Urbanistica sostenibile

La sostenibilità dell’insediamento urbanistico si verifica col mantenimento dell’integrità dell’ambiente naturale, con il corretto funzionamento delle reti tecnologiche e con la qualità delle soluzioni spaziali. L’urbanistica si deve confrontare, quindi, con queste tre principali problematiche.
Proporremo nuove forme di organizzazione dello spazio urbano fondate sull’esigenza di arrestare il consumo di suolo e la cementificazione, promuovendo forme di riuso del patrimonio edilizio esistente secondo pratiche di bioedilizia; per avere edifici passivi o a basso consumo energetico e un incremento del verde urbano.

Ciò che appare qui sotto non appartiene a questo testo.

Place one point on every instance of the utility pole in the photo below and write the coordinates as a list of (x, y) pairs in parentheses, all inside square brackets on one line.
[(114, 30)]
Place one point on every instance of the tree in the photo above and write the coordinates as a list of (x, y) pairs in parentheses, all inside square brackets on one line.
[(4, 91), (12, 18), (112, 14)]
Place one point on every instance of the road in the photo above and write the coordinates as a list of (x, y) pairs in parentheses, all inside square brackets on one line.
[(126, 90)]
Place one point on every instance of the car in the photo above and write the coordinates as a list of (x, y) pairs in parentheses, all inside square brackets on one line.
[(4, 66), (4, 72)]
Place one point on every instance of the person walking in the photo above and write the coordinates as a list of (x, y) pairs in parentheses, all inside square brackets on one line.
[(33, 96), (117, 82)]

In quest’ottica ci porremo l’obiettivo dell’autosufficienza energetica del sistema residenziale e degli edifici comunali, con accorgimenti bioclimatici e ponendo nel progetto stesso le premesse per un’utilizzazione massima delle fonti energetiche rinnovabili, cominciando col rimuovere gli ostacoli burocratici a tale sviluppo, sia nel privato che nel pubblico.

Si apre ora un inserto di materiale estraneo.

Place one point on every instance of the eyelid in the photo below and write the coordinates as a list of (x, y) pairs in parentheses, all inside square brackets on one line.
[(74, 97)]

Si dovrà garantire il raggiungimento degli obiettivi globali sul ricambio di CO2 (è stato calcolato, ad esempio, che per garantire il rispetto degli obiettivi del Protocollo di Kyoto dovrebbero essere piantumati a verde almeno cinquanta metri quadri per abitante insediato).
Il Consiglio comunale di Lecco deve adeguare i propri strumenti urbanistici alle conoscenze moderne che misurano il consumo di risorse (energia, materiali, acqua) e la riduzione dell’inquinamento (aria, acqua, ri¬fiuti) per tendere alla realizzazione di spazi di vita confortevoli e salubri.
Lecco, a supporto di questa nuova strategia urbanistica sinergica alla sostenibilità, può utilizzare gli strumenti finanziari della Banca Europea degli Investimenti (BEI) destinati a questo sostegno e concorrere all’European Green Capital.
I nuovi progetti di intervento locale capaci di offrire un miglioramento della sostenibilità dell’ambiente costruito devono essere visti come percorsi di partecipazione della visione strategica che tiene conto di tutto: ambiente, salute umana, materiali, risorse. Quindi, si devono applicare in concreto le strategie condivise, confrontandosi con l’operatività dell’attuazione esecutiva (fattibilità tecnica, convenienza economica, praticabilità sociale).
Alla luce del fallimento economico amministrativo locale è necessario cambiare paradigma e usare gli incentivi delle fonti rinnovabili, poiché possono ripristinare un mercato virtuoso dell’urbanistica.